Instructions for Homework # 1:

• You are allowed to discuss homework problems with other members of course, however, your problem solutions must be distinctly your own work, and not a copy of any other student’s work.

• In the assignment you will make use of the following three tools: Open-Refine, Excel, and Weka. Before starting the assignment, please download the tools from the links provided below:

1. Open-Refine ()

2. Microsoft Excel ()

3. Weka ()

• Please organize your answers to the bolded questions into a well-structured 4-6 page report and submit a hard-copy in class on Monday.

[pic]

Problem Statement

In this homework assignment, you will create a simple classification model that can predict if a movie will win an academy award. The predictions will be based on an IMDB dataset that contains basic descriptive information about the movie (director, actors, genre, etc.), popularity of the movie on social media (Facebook likes, IMDB score), and the box office performance of the movie (gross, number of critic reviews, etc.).

Before starting the assignment, please download the IMDB movie dataset from the course webpage:

Problem 1: Exploratory Data Analysis in Excel

Note: a useful tool when doing Exploratory Data Analysis in Excel is the Real-Statistics Resource Pack (). The Resource Pack is a free Excel add-on which provides additional features including descriptive statistics and Box plots. It is not necessary for the assignment, but it may make this problem significantly easier.

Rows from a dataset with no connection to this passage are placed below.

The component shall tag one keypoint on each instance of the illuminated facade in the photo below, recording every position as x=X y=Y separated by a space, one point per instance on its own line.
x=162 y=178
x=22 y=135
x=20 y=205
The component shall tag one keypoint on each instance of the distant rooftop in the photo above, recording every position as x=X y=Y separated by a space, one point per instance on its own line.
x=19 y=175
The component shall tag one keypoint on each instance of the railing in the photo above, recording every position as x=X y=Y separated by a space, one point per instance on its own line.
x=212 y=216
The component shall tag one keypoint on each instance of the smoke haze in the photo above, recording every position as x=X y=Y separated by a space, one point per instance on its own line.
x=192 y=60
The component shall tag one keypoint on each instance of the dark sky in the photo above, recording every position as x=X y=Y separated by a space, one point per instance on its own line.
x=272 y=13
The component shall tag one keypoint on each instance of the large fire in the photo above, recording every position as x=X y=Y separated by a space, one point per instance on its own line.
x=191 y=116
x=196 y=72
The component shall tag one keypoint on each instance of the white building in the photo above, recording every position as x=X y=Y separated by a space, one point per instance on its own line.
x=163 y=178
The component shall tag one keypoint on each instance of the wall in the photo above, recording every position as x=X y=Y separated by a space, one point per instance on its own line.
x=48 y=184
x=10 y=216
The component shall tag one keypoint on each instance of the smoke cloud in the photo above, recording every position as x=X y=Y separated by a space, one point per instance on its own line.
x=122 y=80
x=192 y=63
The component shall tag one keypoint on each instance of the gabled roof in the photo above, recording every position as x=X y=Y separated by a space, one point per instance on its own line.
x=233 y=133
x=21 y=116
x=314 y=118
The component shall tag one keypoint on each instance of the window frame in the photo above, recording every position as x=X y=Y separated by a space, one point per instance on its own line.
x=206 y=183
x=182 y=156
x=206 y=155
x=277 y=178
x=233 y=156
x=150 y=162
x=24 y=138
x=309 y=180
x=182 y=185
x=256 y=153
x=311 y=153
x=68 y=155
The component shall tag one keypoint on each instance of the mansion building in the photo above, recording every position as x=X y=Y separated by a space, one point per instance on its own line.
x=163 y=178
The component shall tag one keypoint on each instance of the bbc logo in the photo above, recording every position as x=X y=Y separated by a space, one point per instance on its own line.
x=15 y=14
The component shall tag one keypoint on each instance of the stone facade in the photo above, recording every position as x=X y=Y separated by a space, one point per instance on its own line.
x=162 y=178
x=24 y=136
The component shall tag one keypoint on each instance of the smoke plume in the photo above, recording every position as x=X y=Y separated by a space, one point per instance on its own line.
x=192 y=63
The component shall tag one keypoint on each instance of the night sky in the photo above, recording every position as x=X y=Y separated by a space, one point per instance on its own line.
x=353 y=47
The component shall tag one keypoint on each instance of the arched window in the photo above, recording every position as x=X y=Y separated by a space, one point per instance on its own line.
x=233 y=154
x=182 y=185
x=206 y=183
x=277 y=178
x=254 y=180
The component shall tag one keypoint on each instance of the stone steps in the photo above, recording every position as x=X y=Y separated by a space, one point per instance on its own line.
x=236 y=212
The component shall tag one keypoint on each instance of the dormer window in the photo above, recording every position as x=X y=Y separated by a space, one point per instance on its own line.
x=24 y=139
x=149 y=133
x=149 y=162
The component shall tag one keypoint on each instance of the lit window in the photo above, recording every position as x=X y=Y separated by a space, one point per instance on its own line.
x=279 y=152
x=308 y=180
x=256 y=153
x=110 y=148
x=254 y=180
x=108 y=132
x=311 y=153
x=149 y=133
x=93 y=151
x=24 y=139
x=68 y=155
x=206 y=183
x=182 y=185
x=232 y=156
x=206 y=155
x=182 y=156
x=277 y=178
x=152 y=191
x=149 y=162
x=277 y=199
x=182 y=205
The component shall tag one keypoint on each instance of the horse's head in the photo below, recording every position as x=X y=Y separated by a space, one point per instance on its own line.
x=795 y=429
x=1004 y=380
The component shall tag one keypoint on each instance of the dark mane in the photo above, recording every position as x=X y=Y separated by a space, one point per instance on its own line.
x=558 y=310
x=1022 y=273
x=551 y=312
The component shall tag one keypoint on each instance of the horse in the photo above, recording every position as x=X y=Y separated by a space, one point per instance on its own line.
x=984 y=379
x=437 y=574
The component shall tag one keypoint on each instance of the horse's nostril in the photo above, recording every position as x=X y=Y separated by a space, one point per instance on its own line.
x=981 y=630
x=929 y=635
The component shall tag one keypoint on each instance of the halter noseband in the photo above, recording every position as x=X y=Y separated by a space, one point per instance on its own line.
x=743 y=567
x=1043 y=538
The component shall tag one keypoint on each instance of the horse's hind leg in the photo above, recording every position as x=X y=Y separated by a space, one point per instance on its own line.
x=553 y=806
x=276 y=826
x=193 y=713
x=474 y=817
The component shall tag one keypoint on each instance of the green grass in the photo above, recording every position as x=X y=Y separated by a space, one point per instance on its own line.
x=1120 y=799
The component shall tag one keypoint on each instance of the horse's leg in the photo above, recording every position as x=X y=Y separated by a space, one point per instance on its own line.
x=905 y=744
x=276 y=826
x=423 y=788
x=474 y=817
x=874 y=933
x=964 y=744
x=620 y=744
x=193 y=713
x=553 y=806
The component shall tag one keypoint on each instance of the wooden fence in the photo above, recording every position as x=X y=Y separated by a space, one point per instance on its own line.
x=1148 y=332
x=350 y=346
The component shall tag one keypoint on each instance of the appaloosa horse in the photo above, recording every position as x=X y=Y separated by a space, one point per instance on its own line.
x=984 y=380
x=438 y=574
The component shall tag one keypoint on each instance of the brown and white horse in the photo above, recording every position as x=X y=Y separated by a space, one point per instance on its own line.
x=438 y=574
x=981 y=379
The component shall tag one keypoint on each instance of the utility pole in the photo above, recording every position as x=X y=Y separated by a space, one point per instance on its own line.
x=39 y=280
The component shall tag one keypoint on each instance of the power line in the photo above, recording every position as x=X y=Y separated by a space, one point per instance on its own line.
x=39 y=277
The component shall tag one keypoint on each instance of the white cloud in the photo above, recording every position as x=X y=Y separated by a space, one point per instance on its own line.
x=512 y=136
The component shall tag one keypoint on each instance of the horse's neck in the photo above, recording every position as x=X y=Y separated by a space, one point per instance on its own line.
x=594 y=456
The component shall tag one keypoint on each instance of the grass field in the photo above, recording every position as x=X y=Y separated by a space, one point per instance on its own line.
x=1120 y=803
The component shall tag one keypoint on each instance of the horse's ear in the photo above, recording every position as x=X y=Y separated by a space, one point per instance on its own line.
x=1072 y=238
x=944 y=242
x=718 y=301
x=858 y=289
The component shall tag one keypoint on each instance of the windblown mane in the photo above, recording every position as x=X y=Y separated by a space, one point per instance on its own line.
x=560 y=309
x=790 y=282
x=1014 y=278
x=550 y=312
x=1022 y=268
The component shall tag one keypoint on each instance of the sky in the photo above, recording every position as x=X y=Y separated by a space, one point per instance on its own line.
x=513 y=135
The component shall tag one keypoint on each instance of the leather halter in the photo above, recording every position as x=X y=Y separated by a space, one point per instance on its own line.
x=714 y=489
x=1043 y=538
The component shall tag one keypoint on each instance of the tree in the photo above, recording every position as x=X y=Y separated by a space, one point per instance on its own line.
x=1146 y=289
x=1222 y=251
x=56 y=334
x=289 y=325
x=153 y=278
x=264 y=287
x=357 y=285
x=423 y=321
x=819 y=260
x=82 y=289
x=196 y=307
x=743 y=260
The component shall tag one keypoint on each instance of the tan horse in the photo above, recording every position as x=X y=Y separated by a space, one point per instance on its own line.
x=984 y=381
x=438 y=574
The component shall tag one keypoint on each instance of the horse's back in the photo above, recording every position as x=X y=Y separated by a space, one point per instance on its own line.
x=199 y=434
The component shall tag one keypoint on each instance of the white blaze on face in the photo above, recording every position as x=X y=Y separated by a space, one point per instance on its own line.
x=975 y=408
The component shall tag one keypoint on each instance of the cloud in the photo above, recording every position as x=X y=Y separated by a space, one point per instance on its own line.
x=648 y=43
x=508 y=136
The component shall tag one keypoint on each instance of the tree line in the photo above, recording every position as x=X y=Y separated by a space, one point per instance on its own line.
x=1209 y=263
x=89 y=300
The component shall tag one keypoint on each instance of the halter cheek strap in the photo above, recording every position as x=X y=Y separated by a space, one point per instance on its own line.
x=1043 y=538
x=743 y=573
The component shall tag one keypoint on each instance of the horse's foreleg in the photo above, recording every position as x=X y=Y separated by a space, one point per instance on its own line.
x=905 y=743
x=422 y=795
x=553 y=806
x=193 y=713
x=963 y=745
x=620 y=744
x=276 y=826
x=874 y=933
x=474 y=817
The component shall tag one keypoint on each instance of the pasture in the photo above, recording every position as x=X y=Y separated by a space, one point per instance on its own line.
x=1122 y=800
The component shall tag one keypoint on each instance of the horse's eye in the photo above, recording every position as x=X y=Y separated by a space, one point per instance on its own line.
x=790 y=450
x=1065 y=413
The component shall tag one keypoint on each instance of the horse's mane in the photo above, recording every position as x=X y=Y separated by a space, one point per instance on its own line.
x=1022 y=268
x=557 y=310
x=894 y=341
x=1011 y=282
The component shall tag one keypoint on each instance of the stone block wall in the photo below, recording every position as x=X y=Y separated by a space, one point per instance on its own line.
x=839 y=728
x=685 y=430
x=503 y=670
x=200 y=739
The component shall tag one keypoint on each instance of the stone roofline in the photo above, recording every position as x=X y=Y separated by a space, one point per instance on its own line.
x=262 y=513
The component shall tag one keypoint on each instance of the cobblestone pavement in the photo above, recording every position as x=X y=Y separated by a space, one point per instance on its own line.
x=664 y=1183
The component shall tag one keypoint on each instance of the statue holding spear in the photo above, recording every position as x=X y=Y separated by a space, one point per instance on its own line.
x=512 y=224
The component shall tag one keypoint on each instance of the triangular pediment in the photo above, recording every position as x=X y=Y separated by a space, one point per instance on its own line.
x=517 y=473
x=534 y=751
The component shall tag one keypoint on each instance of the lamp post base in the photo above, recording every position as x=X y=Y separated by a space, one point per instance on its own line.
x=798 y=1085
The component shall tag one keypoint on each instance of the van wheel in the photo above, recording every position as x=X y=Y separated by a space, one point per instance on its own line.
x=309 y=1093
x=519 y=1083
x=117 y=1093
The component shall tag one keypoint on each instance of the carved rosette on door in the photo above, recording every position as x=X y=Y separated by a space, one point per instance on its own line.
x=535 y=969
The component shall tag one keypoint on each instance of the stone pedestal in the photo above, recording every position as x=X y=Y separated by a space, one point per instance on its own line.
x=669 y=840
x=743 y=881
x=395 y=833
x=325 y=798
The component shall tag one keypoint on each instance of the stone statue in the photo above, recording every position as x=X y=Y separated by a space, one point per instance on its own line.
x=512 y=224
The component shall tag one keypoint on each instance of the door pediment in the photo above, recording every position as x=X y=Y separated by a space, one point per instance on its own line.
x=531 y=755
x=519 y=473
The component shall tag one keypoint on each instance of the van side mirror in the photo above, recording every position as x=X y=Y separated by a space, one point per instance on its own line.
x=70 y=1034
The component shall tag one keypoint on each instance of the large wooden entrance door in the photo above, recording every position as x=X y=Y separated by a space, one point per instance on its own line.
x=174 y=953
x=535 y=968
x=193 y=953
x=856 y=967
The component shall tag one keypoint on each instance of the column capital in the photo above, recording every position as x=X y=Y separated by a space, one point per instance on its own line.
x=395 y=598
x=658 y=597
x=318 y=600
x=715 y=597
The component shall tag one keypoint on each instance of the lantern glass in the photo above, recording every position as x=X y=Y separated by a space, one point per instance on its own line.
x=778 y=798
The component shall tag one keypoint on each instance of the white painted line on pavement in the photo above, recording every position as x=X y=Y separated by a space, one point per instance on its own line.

Before creating a predictive model, it is important to understand the attributes and instances that are in the dataset. In this problem, you will be using Microsoft Excel to perform some basic Exploratory Data Analysis (EDA) on the movie dataset.

Open the csv dataset in Excel and identify 2-3 numerical attributes that you think would be potentially be good predictors for if a movie will receive an academy award.

Please answer the questions below:

1. Provide a brief (1-2 sentence) explanation of each selected attribute and the rationale of why you think it would be a good predictor.

2. Use a combination of visual and quantitative tools to answer the following questions for each selected attribute:

a) What is the typical value (central tendency)?

b) What is the uncertainty (spread) for a typical value?

c) What is a good distributional fit for the data (symmetric, skewed, long-tailed)?

d) Does the attribute affect other attributes (correlation)?

e) Does the attribute contain outliers (extreme values)?

It may be useful to format the answers as a table. Include any relevant plots and descriptive statistics in an appendix section.

Problem 2: Data Cleaning in Open-Refine

Note: before starting this problem it may be useful to review the following tutorial on using Open-Refine to become familiar with the basic functionality and workflow of the Open-Refine tool.

The IMDB dataset contains several real-world data quality issues that can potentially affect the predictive accuracy of the classification model including missing values, duplicates, and extreme values (outliers). In this problem, you will use the Open-Refine tool to perform basic data cleaning to address these issues to improve the accuracy and generalization of the resulting model.

Load the csv dataset in Open-Refine and select the “Parse cell text into numbers dates, …” option.

Please answer the questions below using the numerical attributes you selected in Problem 1:

1. Does the dataset contain missing values? What approach do you recommend for handling missing values?

2. What attribute, or combination of attributes, can be used as a unique identifier? Does the dataset contain duplicates?

3. Does the dataset contain outliers? What approach do you recommend for handling outliers?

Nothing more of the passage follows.